His whole relationship with the earth – where previously humanity was ruler, now he is in tension: now there is famine and drought which steal his work and bring about shortage and lack.
And, certainly the bible suggests that relationship between employee and employer are strained, where injustice and sin enter the picture – where now it’s possible for employee to steal from employer, and for employer to exploit employee – to abuse that labor and steal the employee’s rightful wages.
Frustration. Have you ever worked and worked and felt that all your effort was in vain? That the intended goal of your work was never reached? That you still lacked in the end what you were working for? That day after day, week after week you still don’t have enough? That you feel that your work is draining, tiring, unrewarding, difficult, frustrating?

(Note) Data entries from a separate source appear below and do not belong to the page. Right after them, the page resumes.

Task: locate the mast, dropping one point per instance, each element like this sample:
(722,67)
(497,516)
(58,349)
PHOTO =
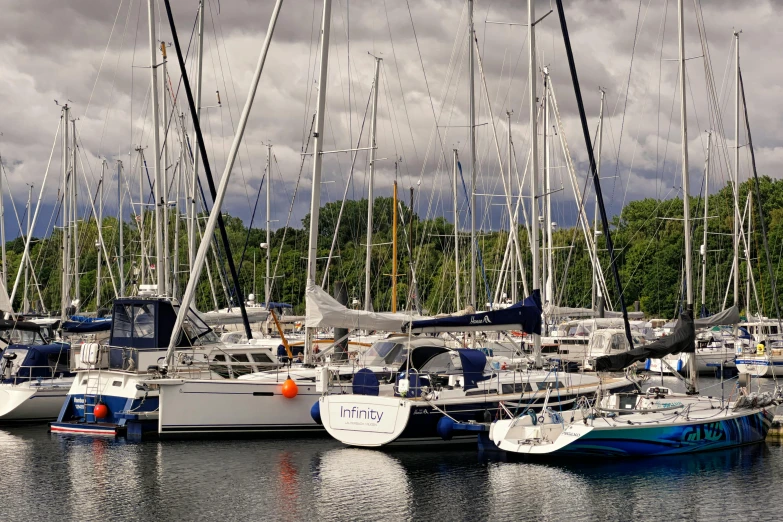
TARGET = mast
(219,193)
(143,264)
(394,245)
(267,281)
(531,18)
(158,188)
(370,195)
(736,169)
(512,222)
(686,204)
(26,301)
(194,177)
(597,294)
(99,260)
(75,223)
(165,176)
(456,232)
(704,240)
(548,193)
(472,124)
(2,234)
(315,196)
(65,287)
(121,226)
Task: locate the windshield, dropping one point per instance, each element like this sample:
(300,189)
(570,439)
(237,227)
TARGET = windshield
(381,353)
(447,362)
(22,337)
(11,361)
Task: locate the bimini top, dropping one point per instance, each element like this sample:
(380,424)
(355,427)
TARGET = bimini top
(525,316)
(680,341)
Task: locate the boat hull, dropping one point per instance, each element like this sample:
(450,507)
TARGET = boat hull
(190,408)
(32,402)
(581,440)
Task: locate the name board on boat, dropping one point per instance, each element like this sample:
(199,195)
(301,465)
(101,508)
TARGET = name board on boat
(375,418)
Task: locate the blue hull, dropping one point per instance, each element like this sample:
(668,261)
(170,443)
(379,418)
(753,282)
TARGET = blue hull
(671,440)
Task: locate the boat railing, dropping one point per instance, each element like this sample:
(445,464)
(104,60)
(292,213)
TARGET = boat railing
(49,373)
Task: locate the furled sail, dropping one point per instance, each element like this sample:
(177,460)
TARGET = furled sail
(525,316)
(680,341)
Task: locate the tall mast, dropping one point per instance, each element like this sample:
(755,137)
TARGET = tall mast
(164,190)
(531,18)
(121,226)
(180,172)
(394,245)
(512,221)
(704,240)
(597,295)
(26,301)
(75,223)
(2,234)
(315,196)
(548,193)
(194,177)
(472,128)
(267,282)
(371,183)
(65,287)
(143,264)
(99,261)
(686,204)
(736,169)
(456,232)
(158,188)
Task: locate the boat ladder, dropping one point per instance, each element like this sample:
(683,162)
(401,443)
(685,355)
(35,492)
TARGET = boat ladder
(91,395)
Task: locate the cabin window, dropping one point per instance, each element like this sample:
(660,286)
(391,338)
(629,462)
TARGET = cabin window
(517,387)
(480,392)
(549,384)
(240,369)
(58,362)
(261,357)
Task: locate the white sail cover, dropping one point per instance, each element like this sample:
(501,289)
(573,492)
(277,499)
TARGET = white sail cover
(5,301)
(551,310)
(727,317)
(324,311)
(233,316)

Welcome to a world filled with the misery of sin.
People search in vain for an easy job with no frustrations. Now, certainly there are some types of work that are easier or more or less frustrating than others, but the only type of work that has no pain or frustrations is the one you don’t have yet… the one on the greener side of the grass which when you get to, you then see the thorns and thistles and weeds.

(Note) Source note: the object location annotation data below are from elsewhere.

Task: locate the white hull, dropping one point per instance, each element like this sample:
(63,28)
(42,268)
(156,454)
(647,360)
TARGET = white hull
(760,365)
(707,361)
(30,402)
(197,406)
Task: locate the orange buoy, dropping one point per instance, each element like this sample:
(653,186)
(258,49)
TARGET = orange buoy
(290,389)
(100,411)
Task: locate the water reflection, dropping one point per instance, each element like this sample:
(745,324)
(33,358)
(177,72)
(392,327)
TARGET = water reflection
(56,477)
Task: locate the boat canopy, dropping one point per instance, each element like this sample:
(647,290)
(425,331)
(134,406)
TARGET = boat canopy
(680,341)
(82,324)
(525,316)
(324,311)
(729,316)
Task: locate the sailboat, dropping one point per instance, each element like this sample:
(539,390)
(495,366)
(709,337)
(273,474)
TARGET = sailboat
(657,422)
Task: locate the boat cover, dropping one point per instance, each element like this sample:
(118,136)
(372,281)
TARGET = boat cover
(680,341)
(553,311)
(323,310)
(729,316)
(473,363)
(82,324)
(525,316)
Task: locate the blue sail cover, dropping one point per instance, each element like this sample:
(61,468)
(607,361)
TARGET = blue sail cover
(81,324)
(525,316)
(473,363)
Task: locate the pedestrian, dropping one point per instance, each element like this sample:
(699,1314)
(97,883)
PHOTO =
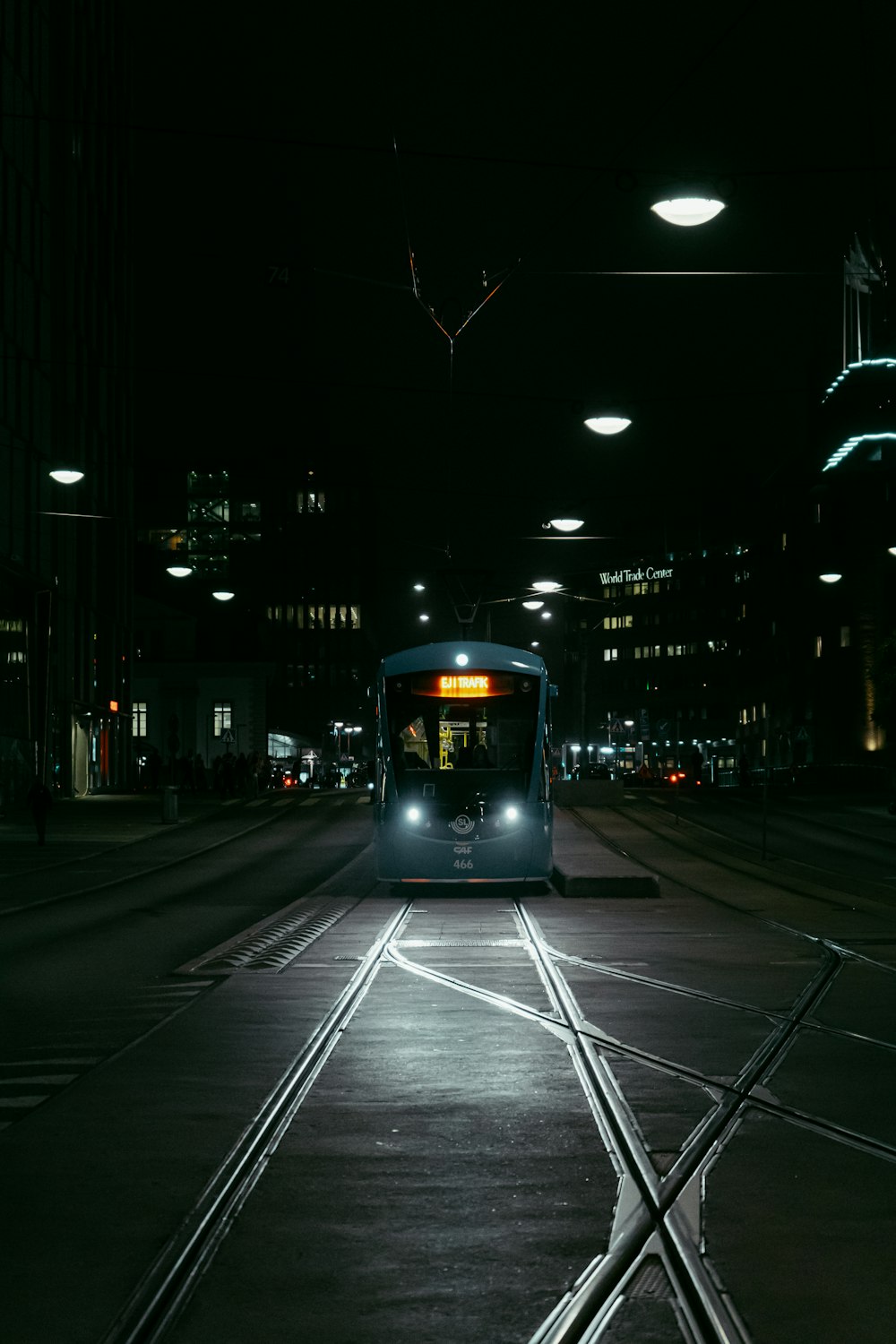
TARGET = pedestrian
(39,800)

But, despite that, there is redemption. Because that 7th day, is a day of rest. And that rest points forwards to the final day of our redemption when we enter eternal rest, and rest form our labors – the toils of living in a world filled with sin.
More next week; one last question.
How does a Christian Work?
Recognize that life is hard work. And, so, whatever job you have whether it is a job in the narrow sense of going to work and getting a paycheck; or whether it is the extraordinarily valuable work of raising children; or whether you are a student in school; our calling as Christians is to embrace work, and work hard at what God has given us to do.

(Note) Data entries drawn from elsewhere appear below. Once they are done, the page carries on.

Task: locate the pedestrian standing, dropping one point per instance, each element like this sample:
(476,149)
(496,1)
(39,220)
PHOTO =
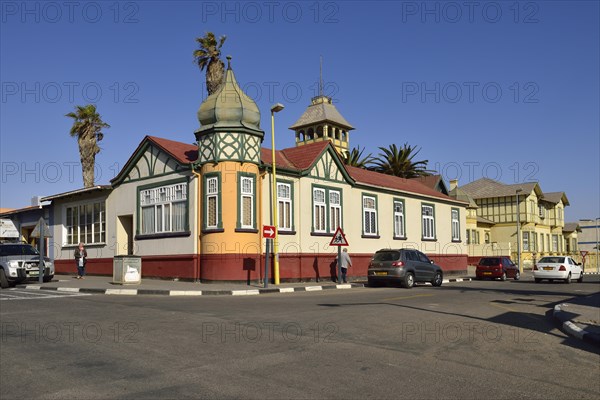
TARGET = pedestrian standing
(80,260)
(345,263)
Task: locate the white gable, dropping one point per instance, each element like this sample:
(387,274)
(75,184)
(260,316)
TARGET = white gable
(327,169)
(151,163)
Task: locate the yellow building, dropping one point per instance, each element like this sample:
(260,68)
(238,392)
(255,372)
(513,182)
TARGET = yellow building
(494,211)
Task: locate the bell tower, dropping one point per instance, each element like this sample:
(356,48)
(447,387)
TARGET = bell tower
(322,121)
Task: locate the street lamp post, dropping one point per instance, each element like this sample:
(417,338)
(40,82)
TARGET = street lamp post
(275,108)
(597,249)
(519,232)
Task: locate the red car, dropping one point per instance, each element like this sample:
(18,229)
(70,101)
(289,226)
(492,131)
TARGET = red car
(497,267)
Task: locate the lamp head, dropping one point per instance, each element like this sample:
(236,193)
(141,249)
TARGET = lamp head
(277,107)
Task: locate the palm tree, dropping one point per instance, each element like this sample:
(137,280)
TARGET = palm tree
(87,127)
(399,162)
(208,56)
(354,158)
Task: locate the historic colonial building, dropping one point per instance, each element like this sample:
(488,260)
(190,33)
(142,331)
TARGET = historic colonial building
(495,209)
(195,211)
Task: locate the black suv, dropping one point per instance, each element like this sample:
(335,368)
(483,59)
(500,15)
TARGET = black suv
(19,262)
(497,267)
(403,266)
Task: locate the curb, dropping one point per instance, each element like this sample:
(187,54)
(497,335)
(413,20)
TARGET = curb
(572,329)
(192,293)
(241,292)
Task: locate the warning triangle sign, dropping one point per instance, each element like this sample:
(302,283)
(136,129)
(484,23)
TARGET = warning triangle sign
(338,239)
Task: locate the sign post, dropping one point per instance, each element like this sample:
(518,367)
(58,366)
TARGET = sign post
(41,231)
(269,234)
(339,240)
(583,254)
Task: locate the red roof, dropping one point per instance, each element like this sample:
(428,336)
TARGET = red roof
(299,158)
(184,153)
(393,182)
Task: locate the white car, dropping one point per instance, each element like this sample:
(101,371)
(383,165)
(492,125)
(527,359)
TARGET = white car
(557,267)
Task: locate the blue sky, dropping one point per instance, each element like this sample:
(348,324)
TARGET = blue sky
(501,89)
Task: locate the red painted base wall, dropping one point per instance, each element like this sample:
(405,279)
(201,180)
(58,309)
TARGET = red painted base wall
(250,268)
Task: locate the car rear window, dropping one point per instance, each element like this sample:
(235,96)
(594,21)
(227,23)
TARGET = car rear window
(390,255)
(552,260)
(489,261)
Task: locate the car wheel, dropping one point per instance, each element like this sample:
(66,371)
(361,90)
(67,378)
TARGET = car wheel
(437,279)
(408,281)
(3,280)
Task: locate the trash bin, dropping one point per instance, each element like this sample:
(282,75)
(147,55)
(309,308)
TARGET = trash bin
(127,270)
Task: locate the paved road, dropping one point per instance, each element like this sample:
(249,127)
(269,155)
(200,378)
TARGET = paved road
(464,340)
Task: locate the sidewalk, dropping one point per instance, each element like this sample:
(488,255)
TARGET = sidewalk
(580,318)
(104,285)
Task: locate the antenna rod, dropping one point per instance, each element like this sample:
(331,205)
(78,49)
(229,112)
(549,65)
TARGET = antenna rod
(321,77)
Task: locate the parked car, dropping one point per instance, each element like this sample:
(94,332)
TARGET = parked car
(403,266)
(557,267)
(497,267)
(20,262)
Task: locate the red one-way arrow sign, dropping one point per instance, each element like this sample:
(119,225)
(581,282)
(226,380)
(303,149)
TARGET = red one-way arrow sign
(269,231)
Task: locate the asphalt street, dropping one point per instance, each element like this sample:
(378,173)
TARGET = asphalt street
(467,340)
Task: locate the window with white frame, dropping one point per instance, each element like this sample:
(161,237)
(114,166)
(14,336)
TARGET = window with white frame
(369,215)
(284,206)
(428,221)
(247,202)
(335,210)
(455,225)
(212,202)
(86,223)
(163,209)
(319,219)
(399,230)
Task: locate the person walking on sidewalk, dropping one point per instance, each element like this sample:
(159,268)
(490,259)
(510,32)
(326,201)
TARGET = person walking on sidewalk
(345,263)
(80,260)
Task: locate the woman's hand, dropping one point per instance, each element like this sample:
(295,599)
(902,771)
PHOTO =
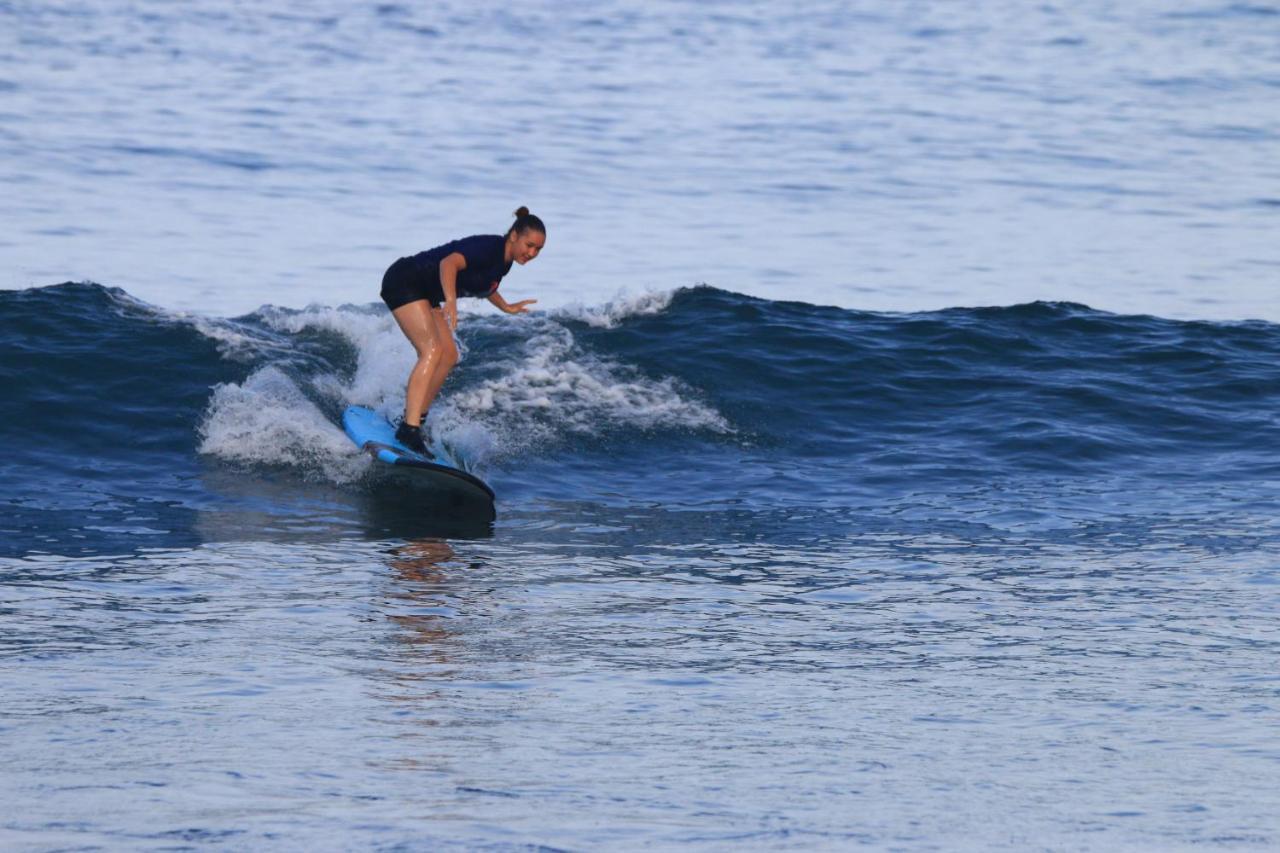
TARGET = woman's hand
(519,308)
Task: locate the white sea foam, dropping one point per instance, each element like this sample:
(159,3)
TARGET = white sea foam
(268,420)
(553,386)
(547,388)
(620,308)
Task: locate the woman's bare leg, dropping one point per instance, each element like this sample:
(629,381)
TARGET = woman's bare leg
(448,357)
(417,322)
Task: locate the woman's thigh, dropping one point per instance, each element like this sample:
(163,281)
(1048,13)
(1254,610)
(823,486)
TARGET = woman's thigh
(444,336)
(419,325)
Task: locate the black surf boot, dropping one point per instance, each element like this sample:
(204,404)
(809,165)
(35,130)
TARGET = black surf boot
(411,437)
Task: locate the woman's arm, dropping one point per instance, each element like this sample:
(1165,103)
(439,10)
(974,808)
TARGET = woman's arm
(511,308)
(449,267)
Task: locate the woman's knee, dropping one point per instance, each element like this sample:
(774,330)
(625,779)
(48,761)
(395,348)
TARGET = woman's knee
(449,355)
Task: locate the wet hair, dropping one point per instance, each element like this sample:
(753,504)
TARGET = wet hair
(526,220)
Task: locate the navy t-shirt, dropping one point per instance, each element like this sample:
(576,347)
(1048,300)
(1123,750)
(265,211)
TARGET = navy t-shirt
(485,264)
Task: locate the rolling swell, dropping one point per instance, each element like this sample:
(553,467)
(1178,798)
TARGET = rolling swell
(129,425)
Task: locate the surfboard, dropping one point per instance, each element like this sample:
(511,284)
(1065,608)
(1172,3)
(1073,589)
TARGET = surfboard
(449,486)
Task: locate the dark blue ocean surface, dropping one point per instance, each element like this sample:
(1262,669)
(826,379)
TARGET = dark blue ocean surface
(764,574)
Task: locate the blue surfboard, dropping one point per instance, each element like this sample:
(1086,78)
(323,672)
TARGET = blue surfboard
(374,434)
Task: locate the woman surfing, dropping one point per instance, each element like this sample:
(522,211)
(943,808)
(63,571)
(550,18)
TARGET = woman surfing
(423,291)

But, Christians, don’t find their identity in work. Work makes life what it is and gives fulfillment to life when it’s in it’s proper place;, but it isn’t the meaning of life. And so, don’t make life all & only about work – those who love their work above all else & instead of all else, lose all else, and it’s a bad trade.
I don’t believe the bible suggests that it is necessarily an injustice that some have more than others; but theft, or oppression, are injustices that Christians should seek to avoid.
Working honestly means not cheating others, lying to or stealing from others, but being honest and fair in all your economic dealings with other people.
Work to the Glory of God:
1 Corinthians 10:31
 So, whether you eat or drink, or whatever you do, do all to the glory of God.
In the previous sense, a Christian’s work may look different than a non-Christian’s – although it may not. You know, just because someone says they’re a Christian, don’t assume they are honest and fair. Christians can be dishonest and non-Christians can be honest.
but even if there is no external difference between a Christian and a non-Christian, a Christian works with a different motive, goal, heart-orientation – they do all they do for the glory of God, while non-christians don’t – can’t. And, though a photograph may not capture the difference, God sees it – and it is a world of difference.
And no matter how frustrating or painful or pointless the work which God has called you to may feel or seem to you at the time, remember: it is pleasing to him when you do it to the glory of God.